Results: Parents HRQOL-SS was compromised with certain aspect of their demographic characteristics. Parents with debt and widows had compromised HRQOL than the parents without debt and both of the spouses are living together (p = 0.174 and p=0.027 respectively). Parents whose children responding well to treatment had a better HRQOL than those whose children were not responding to treatment (p = 0.102). As PedsQLFIM-SS was compared between the demographic characteristics of the parents, again widows and parents with debt had significantly worse PedsQLFIM-SS (p = 0.007 and p = 0.038 respectively). Parents with debt also had impact on family functioning as evidenced by commendably reduced FaF-SS (family functioning summary score) in parents with debt than those in parents without debt (p = 0.029). There was no difference between case and control groups in terms of Parents HRQOL-SS and FaF-SS (956.8 ± 195.9 vs. 970.9 ± 287.7, p = 0.786 and 404.5 ± 87.8 vs. 391.4 ± 119.1, p = 0.549 respectively) and each of the six individual domains, except emotional functioning which was significantly poor in the case group than that in the control group (p = 0.005) Physical functioning was also considerably worse in the case group than that in the control group, although the difference was not statistically significant (p = 0.130).

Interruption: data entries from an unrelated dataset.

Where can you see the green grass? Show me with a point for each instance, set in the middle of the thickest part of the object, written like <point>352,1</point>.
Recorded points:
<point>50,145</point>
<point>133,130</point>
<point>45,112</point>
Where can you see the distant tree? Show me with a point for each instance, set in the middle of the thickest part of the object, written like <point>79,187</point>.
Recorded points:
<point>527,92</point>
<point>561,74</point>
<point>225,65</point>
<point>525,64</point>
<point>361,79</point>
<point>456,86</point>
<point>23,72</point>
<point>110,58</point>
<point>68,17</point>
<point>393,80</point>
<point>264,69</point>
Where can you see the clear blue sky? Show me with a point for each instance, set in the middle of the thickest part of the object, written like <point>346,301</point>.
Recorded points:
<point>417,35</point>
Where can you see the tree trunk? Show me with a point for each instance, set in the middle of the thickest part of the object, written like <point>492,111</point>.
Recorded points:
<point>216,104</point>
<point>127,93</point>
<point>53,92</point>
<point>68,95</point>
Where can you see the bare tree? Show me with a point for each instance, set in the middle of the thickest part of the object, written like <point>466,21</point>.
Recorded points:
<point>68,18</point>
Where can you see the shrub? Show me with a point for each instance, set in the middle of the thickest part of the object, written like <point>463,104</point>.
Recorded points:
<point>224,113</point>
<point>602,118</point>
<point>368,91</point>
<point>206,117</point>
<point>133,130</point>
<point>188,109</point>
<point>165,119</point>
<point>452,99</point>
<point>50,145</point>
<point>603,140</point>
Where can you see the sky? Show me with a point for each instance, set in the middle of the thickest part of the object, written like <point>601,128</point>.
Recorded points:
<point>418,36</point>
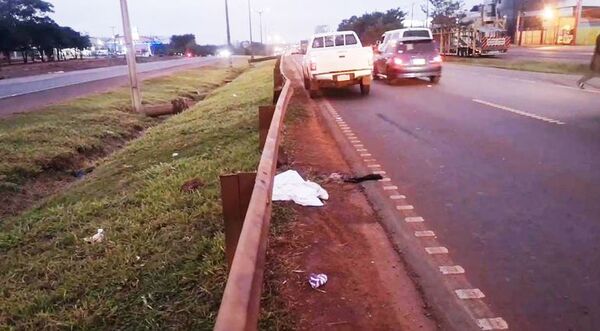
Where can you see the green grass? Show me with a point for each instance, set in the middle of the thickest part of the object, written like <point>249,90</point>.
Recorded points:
<point>52,139</point>
<point>554,67</point>
<point>51,278</point>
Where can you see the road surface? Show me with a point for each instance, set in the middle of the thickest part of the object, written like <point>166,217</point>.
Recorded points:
<point>29,93</point>
<point>579,54</point>
<point>505,168</point>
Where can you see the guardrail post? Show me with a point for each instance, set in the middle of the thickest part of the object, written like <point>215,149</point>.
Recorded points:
<point>236,191</point>
<point>265,116</point>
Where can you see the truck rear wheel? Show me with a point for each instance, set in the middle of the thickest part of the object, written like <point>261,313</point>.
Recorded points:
<point>365,89</point>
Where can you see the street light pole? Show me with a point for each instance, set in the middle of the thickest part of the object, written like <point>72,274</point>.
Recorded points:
<point>250,22</point>
<point>136,99</point>
<point>227,20</point>
<point>260,23</point>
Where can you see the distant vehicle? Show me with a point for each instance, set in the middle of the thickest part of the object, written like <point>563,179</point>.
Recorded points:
<point>337,59</point>
<point>393,36</point>
<point>411,57</point>
<point>481,32</point>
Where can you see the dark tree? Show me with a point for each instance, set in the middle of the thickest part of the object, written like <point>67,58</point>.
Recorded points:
<point>182,43</point>
<point>371,26</point>
<point>445,13</point>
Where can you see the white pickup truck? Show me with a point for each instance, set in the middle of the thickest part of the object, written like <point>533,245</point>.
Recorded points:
<point>337,59</point>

Conclusion: The study concluded that parents of the children with NS suffer from immense financial, physical and psychological burden. Burden is significantly greater for widows or when the families are in debt due to continued effort to cope with the stresses resulting from caregiving of their compromised children. Early diagnosis and treatment of parents’ burden is of utmost need to help improve parents’ health-related quality of life.